From this mix of opinions, what conclusions can be drawn? There are several clear opportunities for improvement:

bulletKnowledge.  Insurance companies must continue to upgrade the knowledge level about new technologies throughout the organization, not just within the IT function.
bulletAnalysis. Companies must build skills or seek outside assistance to address the problem of underestimating all aspects of new technology.  This involves more than just project management.  It must include financial analysis, process analysis/improvement, integration with the business strategy, and technology selection methodology.
bulletAlignment. Company leaders have established a positive trend regarding the alignment of business and IT strategy.  In order to continue that trend, each element of the IT strategy should be clearly and demonstrably tied to one or more elements of the business strategy.
bulletIntegration.  To reach a higher level of operations effectiveness, technology must be tightly integrated with processes rather than just supporting them.

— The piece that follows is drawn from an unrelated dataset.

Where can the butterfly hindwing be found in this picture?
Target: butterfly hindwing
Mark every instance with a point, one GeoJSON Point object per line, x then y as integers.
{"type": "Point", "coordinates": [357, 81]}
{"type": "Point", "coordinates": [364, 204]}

With a commitment to improved collaboration and cross-discipline knowledge, organizations can significantly improve the integration of technology with business processes.

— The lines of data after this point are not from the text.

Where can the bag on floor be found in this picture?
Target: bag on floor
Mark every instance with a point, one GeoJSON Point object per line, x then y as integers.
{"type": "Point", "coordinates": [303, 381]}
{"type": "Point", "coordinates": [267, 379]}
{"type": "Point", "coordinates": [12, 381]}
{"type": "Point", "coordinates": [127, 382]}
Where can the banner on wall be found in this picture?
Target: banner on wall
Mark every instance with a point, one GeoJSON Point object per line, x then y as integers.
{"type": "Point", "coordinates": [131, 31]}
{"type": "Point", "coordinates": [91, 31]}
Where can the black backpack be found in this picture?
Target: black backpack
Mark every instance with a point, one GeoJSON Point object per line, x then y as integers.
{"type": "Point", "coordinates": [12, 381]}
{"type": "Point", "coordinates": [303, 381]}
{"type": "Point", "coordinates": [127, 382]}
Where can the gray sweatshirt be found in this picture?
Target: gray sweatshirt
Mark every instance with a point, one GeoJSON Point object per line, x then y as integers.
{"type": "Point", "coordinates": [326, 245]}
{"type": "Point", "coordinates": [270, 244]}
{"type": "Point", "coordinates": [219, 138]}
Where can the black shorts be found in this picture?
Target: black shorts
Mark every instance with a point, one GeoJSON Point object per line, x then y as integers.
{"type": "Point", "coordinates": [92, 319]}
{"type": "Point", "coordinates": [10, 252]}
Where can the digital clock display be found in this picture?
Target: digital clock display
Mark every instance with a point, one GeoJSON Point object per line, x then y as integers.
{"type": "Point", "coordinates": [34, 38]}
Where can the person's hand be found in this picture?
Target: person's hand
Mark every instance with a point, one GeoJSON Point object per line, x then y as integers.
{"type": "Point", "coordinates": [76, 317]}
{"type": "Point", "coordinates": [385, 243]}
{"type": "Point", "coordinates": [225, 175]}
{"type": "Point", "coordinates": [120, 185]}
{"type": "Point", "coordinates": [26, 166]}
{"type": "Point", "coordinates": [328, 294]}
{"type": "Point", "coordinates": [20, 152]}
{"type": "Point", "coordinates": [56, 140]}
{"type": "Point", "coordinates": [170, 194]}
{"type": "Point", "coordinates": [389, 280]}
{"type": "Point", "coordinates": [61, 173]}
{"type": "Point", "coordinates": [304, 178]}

bulletService Improvement.  To stay competitive and support the corporate business strategy, IT efforts will increasingly focus on service improvement, not just cost reduction.


Industry leaders will find different paths to success.  There is consensus among the respondents that technology is among the most important factors to achieving that success.  The challenge is to improve the yield from technology—to get solid business results every time.  To that end, company leaders must drive improvements to their technology implementations in order to: (1) accurately predict costs and benefits; (2) incorporate redesigned processes to maximize the new technology; (3) facilitate IT and operations working together; (4) have clear responsibilities and expectations for all participants; (5) measure results against expectations; and (6) consistently meet expectations.

As one respondent remarked, “We cannot afford to make mistakes.  We have limited resources (dollars and staff).  We must be sure that each technology project is the right thing before we start.”